Using PCA to clean data and reduce dimensionality, then linear regression with cross-validation

In [17]:
import pandas as pd
import numpy as np
from sklearn.preprocessing import StandardScaler
from sklearn.decomposition import PCA

train_path = "MiNDAT.csv"
test_path = "MiNDAT_UNK.csv"
id_col = "LOCAL_IDENTIFIER"
target_col = "CORRUCYSTIC_DENSITY"
variance_to_keep = 0.001

# 1) Load
train = pd.read_csv(train_path)
test = pd.read_csv(test_path)

# 2) Normalize column names (strip whitespace)
train.columns = train.columns.str.strip()
test.columns = test.columns.str.strip()

# 3) Separate out ID and target

y = train[target_col]
train_ids = train[id_col]
test_ids = test[id_col]

# 4) Select numeric feature set (exclude ID and target)
X_train = train.drop(columns=[c for c in [id_col, target_col] if c in train.columns])
X_test = test.drop(columns=[id_col], errors="ignore")

# Keep only numeric columns
X_train = X_train.select_dtypes(include=[np.number]).copy()
X_test = X_test.select_dtypes(include=[np.number]).copy()

# Align test columns to train columns
X_test = X_test.reindex(columns=X_train.columns, fill_value=np.nan)

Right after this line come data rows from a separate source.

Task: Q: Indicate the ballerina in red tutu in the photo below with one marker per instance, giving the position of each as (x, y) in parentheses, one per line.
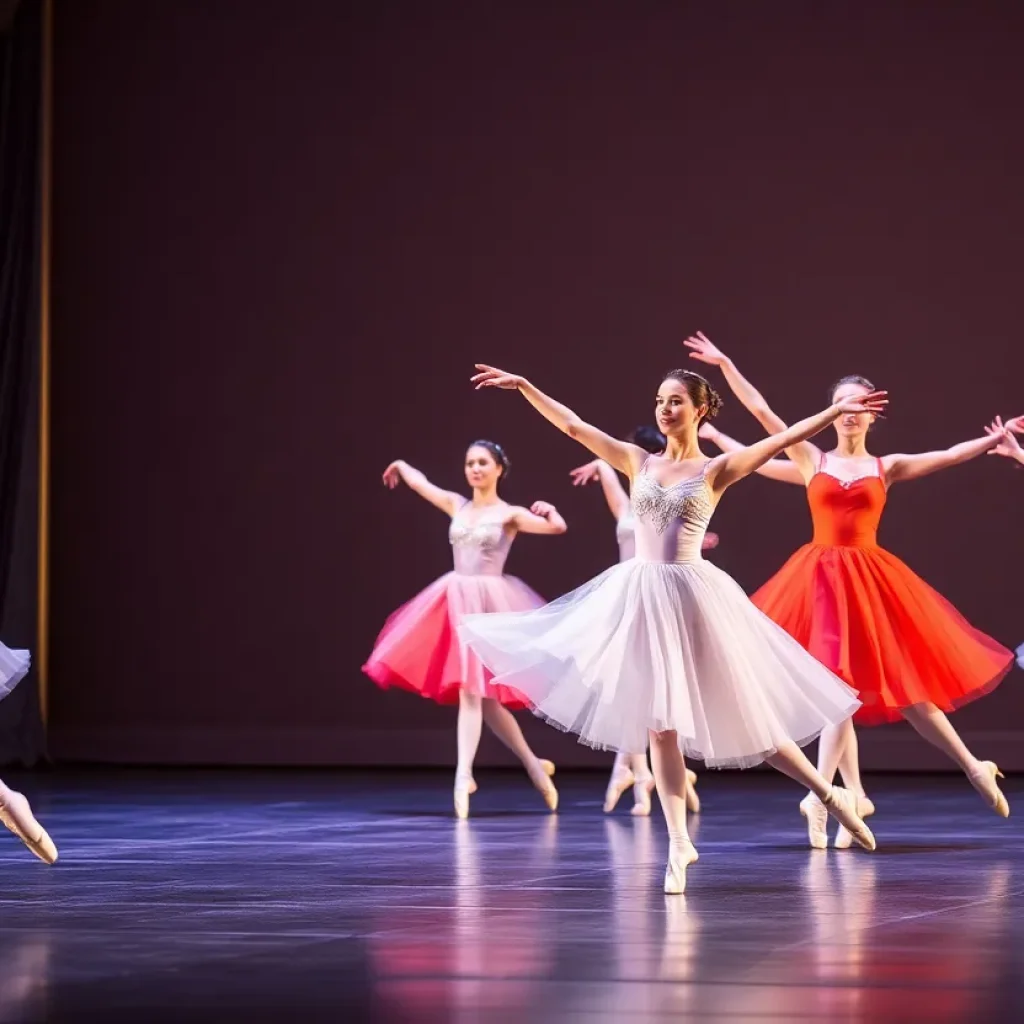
(631, 769)
(860, 610)
(419, 647)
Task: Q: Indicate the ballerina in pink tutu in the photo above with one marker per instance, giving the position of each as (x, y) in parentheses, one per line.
(632, 769)
(15, 813)
(419, 647)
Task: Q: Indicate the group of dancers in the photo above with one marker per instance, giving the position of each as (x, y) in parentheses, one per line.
(664, 651)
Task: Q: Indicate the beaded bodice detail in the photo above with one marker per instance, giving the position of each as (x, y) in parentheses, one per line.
(481, 546)
(671, 521)
(626, 536)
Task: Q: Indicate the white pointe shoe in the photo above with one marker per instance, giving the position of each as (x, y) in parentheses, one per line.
(547, 787)
(865, 808)
(642, 788)
(817, 821)
(692, 800)
(464, 787)
(675, 872)
(16, 815)
(621, 780)
(983, 779)
(840, 804)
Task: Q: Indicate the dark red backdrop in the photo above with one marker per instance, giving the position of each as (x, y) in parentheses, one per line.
(284, 233)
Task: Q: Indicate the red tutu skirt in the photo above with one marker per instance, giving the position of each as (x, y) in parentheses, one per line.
(864, 614)
(419, 647)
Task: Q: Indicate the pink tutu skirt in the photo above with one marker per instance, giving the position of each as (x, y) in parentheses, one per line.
(419, 647)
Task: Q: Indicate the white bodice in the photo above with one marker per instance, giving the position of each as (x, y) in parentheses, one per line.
(671, 522)
(480, 547)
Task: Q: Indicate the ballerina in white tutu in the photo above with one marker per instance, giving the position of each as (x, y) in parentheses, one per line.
(15, 813)
(631, 769)
(667, 646)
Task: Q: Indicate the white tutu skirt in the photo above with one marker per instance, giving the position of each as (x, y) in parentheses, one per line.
(664, 645)
(13, 668)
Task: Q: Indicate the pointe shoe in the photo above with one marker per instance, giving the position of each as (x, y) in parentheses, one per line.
(545, 786)
(817, 821)
(617, 784)
(675, 872)
(865, 809)
(642, 788)
(464, 788)
(840, 805)
(550, 795)
(983, 779)
(16, 815)
(692, 800)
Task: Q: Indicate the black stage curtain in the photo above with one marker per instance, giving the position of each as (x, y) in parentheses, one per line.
(20, 94)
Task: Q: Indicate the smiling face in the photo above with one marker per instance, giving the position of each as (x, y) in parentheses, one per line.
(675, 410)
(852, 424)
(482, 470)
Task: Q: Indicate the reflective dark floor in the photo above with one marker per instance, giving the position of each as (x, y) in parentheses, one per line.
(344, 897)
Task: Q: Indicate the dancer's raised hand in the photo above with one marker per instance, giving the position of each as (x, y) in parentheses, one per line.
(1008, 446)
(876, 402)
(704, 350)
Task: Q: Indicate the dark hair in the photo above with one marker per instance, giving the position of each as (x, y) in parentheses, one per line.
(649, 438)
(699, 390)
(497, 453)
(852, 379)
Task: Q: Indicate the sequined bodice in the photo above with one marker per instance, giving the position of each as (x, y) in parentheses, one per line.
(846, 513)
(626, 536)
(481, 546)
(671, 521)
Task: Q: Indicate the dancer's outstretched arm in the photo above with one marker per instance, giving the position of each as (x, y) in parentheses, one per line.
(448, 501)
(782, 470)
(726, 469)
(909, 467)
(614, 493)
(621, 455)
(806, 456)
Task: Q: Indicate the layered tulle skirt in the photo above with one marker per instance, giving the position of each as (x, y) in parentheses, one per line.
(419, 648)
(868, 617)
(664, 646)
(13, 668)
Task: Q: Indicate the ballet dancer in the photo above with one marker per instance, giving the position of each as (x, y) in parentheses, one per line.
(667, 648)
(15, 812)
(631, 769)
(419, 648)
(859, 609)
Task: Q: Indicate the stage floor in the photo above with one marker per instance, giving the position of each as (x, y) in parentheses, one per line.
(335, 896)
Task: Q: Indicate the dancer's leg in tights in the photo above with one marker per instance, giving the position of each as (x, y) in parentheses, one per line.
(503, 724)
(468, 730)
(932, 723)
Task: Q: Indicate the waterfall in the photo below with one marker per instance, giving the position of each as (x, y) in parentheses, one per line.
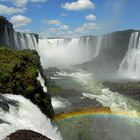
(25, 41)
(130, 65)
(98, 46)
(22, 114)
(42, 82)
(62, 52)
(6, 37)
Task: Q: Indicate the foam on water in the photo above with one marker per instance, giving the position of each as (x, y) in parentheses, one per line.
(26, 116)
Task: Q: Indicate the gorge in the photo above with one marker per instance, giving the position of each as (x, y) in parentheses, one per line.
(84, 107)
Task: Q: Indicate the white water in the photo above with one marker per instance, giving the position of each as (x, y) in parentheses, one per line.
(25, 41)
(98, 46)
(58, 102)
(62, 52)
(26, 116)
(95, 90)
(42, 82)
(6, 36)
(130, 65)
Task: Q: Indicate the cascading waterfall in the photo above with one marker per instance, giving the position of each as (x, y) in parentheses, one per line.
(98, 46)
(24, 41)
(42, 82)
(130, 65)
(62, 52)
(6, 37)
(22, 114)
(67, 52)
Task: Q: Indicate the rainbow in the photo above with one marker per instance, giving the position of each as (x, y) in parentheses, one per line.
(97, 111)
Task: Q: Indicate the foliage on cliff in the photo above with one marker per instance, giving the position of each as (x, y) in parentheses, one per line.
(18, 75)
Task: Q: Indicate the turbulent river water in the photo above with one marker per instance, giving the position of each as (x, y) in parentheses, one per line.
(123, 124)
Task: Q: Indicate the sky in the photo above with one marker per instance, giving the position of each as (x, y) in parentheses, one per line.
(71, 18)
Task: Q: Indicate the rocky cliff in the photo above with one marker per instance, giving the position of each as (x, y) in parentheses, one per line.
(9, 37)
(108, 50)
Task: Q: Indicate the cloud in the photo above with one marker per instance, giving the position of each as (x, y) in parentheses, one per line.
(19, 21)
(38, 1)
(91, 17)
(20, 3)
(78, 5)
(63, 27)
(54, 22)
(63, 14)
(24, 30)
(10, 10)
(87, 27)
(23, 3)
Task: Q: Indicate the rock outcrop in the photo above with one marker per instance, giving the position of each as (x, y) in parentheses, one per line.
(10, 38)
(111, 50)
(18, 75)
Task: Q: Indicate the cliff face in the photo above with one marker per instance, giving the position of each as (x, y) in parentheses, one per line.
(18, 75)
(6, 29)
(9, 37)
(111, 51)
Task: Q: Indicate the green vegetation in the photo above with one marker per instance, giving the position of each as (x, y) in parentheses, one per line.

# 5) Impute missing values using training medians
train_medians = X_train.median(numeric_only=True)
X_train = X_train.fillna(train_medians)
X_test = X_test.fillna(train_medians)

# 6) Standardize (fit on train, transform both)
scaler = StandardScaler()
X_train_std = scaler.fit_transform(X_train)
X_test_std = scaler.transform(X_test)

# 7) Choose the number of components to retain the desired variance
#    Fit a full PCA first to inspect cumulative explained variance
pca_full = PCA(svd_solver="full")
pca_full.fit(X_train_std)
cum_var = np.cumsum(pca_full.explained_variance_ratio_)
k = int(np.searchsorted(cum_var, variance_to_keep) + 1)
k = max(1, min(k, X_train_std.shape[1]))  # safety bounds

print(f"Total numeric features: {X_train_std.shape[1]}")
print(f"Chosen components (k) for >= {variance_to_keep*100:.1f}% variance: {k}")
print(f"Actual variance retained: {cum_var[k-1]*100:.2f}%")

# 8) Fit PCA with k components on train, transform both
pca = PCA(n_components=k, svd_solver="full")
X_train_pca = pca.fit_transform(X_train_std)
X_test_pca = pca.transform(X_test_std)

# 9) Build reduced DataFrames
pc_cols = [f"PC{i}" for i in range(1, k + 1)]
train_reduced = pd.DataFrame(X_train_pca, columns=pc_cols)
test_reduced = pd.DataFrame(X_test_pca, columns=pc_cols)

train_out = pd.concat(
    [
        train_ids.reset_index(drop=True),
        y.reset_index(drop=True),
        train_reduced.reset_index(drop=True),
    ],
    axis=1,
)
test_out = pd.concat(
    [test_ids.reset_index(drop=True), test_reduced.reset_index(drop=True)], axis=1
)

# 10) Save
train_out.to_csv("MiNDAT_pca.csv", index=False)
test_out.to_csv("MiNDAT_UNK_pca.csv", index=False)

print("Saved:")
print(" - MiNDAT_pca.csv  [LOCAL_IDENTIFIER, CORRUCYSTIC_DENSITY, PC1..PCk]")
print(" - MiNDAT_UNK_pca.csv  [LOCAL_IDENTIFIER, PC1..PCk]")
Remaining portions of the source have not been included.